Na sequência, Janot não citou Gilmar Mendes, mas seu discurso deixou
evidente que a fala era uma resposta ao ministro, também presidente do Tribunal
Superior Eleitoral (TSE), que na terça-feira 21 usou o artigo da Folha como
base para suas acusações contra a PGR.
Em um trecho que não estava previsto no discurso (leia a íntegra
abaixo), Janot deixou claro que respondia a Mendes. “Não vi uma só palavra de
quem teve uma disenteria verbal a se pronunciar sobre essa imputação ao Palácio
do Planalto, ao Congresso e ao STF", afirmou segundo site jurídico Jota.
"Procuramos nos distanciar de banquetes palacianos. Fugimos dos
círculos de comensais que cortejam desavergonhadamente o poder político",
disse Janot. Gilmar Mendes, figura próxima ao PSDB, é um assíduo frequentador
de jantares com Michel Temer e outros poderosos de Brasília.
"Ainda assim, em projeção mental, alguns tentam nivelar a todos à
sua decrepitude moral, e para isso acusam-nos de condutas que lhes são
próprias, socorrendo-se não raras vezes da aparente intangibilidade
proporcionada pela posição que ocupam no Estado", afirmou.
Ainda de acordo com Janot, "sempre houve, na história da
humanidade, homens dispostos a sacrificar seus compromissos éticos no altar da
vaidade desmedida e da ambição sem freios". São pessoas, afirmou, que
"não hesitam em violar o dever de imparcialidade ou em macular o decoro do
cargo que exercem; na sofreguidão por reconhecimento e afago dos poderosos de
plantão, perdem o referencial de decência e de retidão".
Para Janot, não é preciso "se impressionar com a importância"
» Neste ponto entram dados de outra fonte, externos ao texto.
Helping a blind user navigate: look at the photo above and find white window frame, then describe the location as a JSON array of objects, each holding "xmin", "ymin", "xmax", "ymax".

que esses "difamadores" parecem "transitoriamente
ostentar". Para encerrar, disse Janot, "compartilho com os senhores a
advertência do mestre Montesquieu que sempre tive presente comigo: o homem
público deve buscar sempre a aprovação, mas nunca o aplauso. E, se o busca,
espera-se, ao menos, que seja pelo cumprimento do seu dever para com as leis;
jamais por servilismo ou compadrio".
O que disse
Gilmar Mendes
Na terça-feira, Gilmar Mendes acusou a PGR de vazar para a imprensa
nomes de pessoas citadas nas delações da Odebrecht. Para o ministro, a
publicação de informações da Lava Jato que estão sob sigilo é uma forma de
"desmoralização da autoridade pública" e alimenta uma "caça de
escândalos para espetaculização".
"A Procuradoria-Geral da República tem que prestar a este tribunal
as explicações sobre esses fatos. Não haverá justiça com procedimentos à margem
da lei. As investigações devem ter por objetivo produzir provas e não entreter
a opinião pública ou demonstrar autoridade. Quem quiser cavalgar escândalo
porque está investido de poder de investigação, está abusando de seu
poder", disse.
Confira a
íntegra do discurso de Rodrigo Janot
Colegas,
A Lava Jato completou neste mês de março três anos de profícuos
trabalhos. Do que se revelou no curso das investigações, é possível concluir
que existem basicamente duas formas de corrupção no país: a econômica e a
política. Elas não se excluem e, em certa medida, tocam-se e interagem. A
primeira, sempre combatida e bem conhecida do Ministério Público, tem fundamentalmente
uma finalidade financeira: o corrupto busca o enriquecimento com a venda de facilidades.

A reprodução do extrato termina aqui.